Making up some demo data:

pep_lib <- structure(list(pep_id = c("A", "B", "C", "D", "E"), pep_mz = c(686.4724, 
657.8403, 637.8713, 557.3064, 687.4749), pep_rt = c(100.13368, 
46.091647, 67.579531, 66.608362, 100.13368), pep_pred_frag_mzs = list(
    c(668.4605, 669.4641, 485.3347, 404.2767), c(214.1193, 659.3476, 
    643.4155), c(227.1761, 687.3588, 326.2448, 850.4219, 199.1812
    ), c(185.1654, 729.8756, 729.3746, 86.0972, 213.1604), c(668.4605, 
    669.4641, 485.3347, 404.2767))), class = c("tbl_df", "tbl", 
"data.frame"), row.names = c(NA, -5L))
# A tibble: 5 × 4
  pep_id pep_mz pep_rt pep_pred_frag_mzs
  <chr>   <dbl>  <dbl> <list>           
1 A        686.  100.  <dbl [4]>        
2 B        658.   46.1 <dbl [3]>        
3 C        638.   67.6 <dbl [5]>        
4 D        557.   66.6 <dbl [4]>        
5 E        687.  100.  <dbl [3]>

which can then be used to search for fragments like so:

# Outer loop for each peptide
pep_frag_DIA_data <- list()
for(pep_row_idx in seq_len(nrow(pep_lib))){
  pep_row_data <- pep_lib[pep_row_idx,]

  given_bin <- dia_windows[which.min(abs(dia_windows-pep_row_data$pep_mz))]
  window_ms2 <- msdata$MS2[premz==given_bin][rt%between%(pep_rt+c(-2.5, 2.5))]

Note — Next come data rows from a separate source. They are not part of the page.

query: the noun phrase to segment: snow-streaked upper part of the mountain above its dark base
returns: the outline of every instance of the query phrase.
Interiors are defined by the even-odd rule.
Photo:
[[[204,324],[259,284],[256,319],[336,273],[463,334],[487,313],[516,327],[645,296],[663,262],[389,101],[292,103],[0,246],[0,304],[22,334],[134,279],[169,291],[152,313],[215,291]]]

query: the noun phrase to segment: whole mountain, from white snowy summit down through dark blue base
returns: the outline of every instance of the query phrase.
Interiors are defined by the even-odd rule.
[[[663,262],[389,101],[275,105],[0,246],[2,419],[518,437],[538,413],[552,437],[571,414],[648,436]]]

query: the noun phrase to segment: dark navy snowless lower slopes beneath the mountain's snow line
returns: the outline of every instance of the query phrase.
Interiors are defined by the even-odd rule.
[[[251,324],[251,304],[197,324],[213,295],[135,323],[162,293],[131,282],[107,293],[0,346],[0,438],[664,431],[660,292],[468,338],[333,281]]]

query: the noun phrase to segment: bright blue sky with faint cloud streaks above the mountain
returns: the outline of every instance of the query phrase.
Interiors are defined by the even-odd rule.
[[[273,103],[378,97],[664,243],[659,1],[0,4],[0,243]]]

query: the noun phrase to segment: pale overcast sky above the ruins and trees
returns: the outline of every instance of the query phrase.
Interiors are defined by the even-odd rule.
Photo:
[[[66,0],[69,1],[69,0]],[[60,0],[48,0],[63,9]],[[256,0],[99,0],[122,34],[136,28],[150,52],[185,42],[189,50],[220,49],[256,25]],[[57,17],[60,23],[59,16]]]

  # Inner loop for each fragment
  frag_masses <- pep_row_data$pep_pred_frag_mzs[[1]]
  frag_xics <- list()
  for(frag_mz_i in seq_along(frag_masses)){
    frag_xics[[frag_mz_i]] <- window_ms2[fragmz%between%pmppm(frag_masses[frag_mz_i], 10)]
  }
  pep_frag_DIA_data[[pep_row_idx]] <- do.call(what = rbind, frag_xics)
}
pep_lib$pep_pred_frag_xics <- pep_frag_DIA_data

which can then be plotted like so:

pep_lib$pep_pred_frag_xics[2][[1]] %>%
  mutate(frag_group=mz_group(fragmz, 10)) %>%
  ggplot() +
  geom_line(aes(x=rt, y=int, color=frag_group, group=frag_group))

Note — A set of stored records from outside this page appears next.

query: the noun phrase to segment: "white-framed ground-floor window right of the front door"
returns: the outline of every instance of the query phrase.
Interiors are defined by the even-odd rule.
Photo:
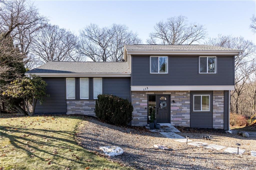
[[[193,111],[210,111],[210,95],[193,95]]]

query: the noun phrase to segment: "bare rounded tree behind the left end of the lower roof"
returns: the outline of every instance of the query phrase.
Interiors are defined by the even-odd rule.
[[[70,31],[48,24],[31,44],[31,53],[41,63],[50,61],[79,61],[76,53],[77,37]]]

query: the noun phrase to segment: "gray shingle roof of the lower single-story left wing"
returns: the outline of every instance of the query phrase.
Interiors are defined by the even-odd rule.
[[[52,61],[26,73],[130,73],[127,62]]]

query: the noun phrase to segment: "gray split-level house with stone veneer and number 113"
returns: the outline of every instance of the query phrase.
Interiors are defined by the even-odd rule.
[[[235,57],[210,45],[125,45],[123,62],[49,62],[26,72],[48,84],[36,114],[94,115],[98,94],[129,99],[134,126],[157,123],[229,129]]]

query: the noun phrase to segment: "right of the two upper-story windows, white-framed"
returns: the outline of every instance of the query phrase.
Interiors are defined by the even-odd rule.
[[[216,56],[199,57],[199,73],[216,73]]]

Not sure whether that's helpful or not - you may need to assemble a reprex and share some example data if that doesn't help since I'm still not sure what exactly the issue is with the code you shared.

RaynerQueiroz commented 7 months ago

This is helpful. Thanks @wkumler! I am trying to implement your scripts now. Also, I would like to check if you are open for consultancy work on this matter should I fail to implement this? If so please let me know how to contact you to discuss that

wkumler commented 7 months ago

No problem! Glad folks are finding the package useful. Unfortunately I'll be defending my general exam in February and time is scarce for me at the moment so I'm about tapped out now that the new 1.3.4 release is on CRAN.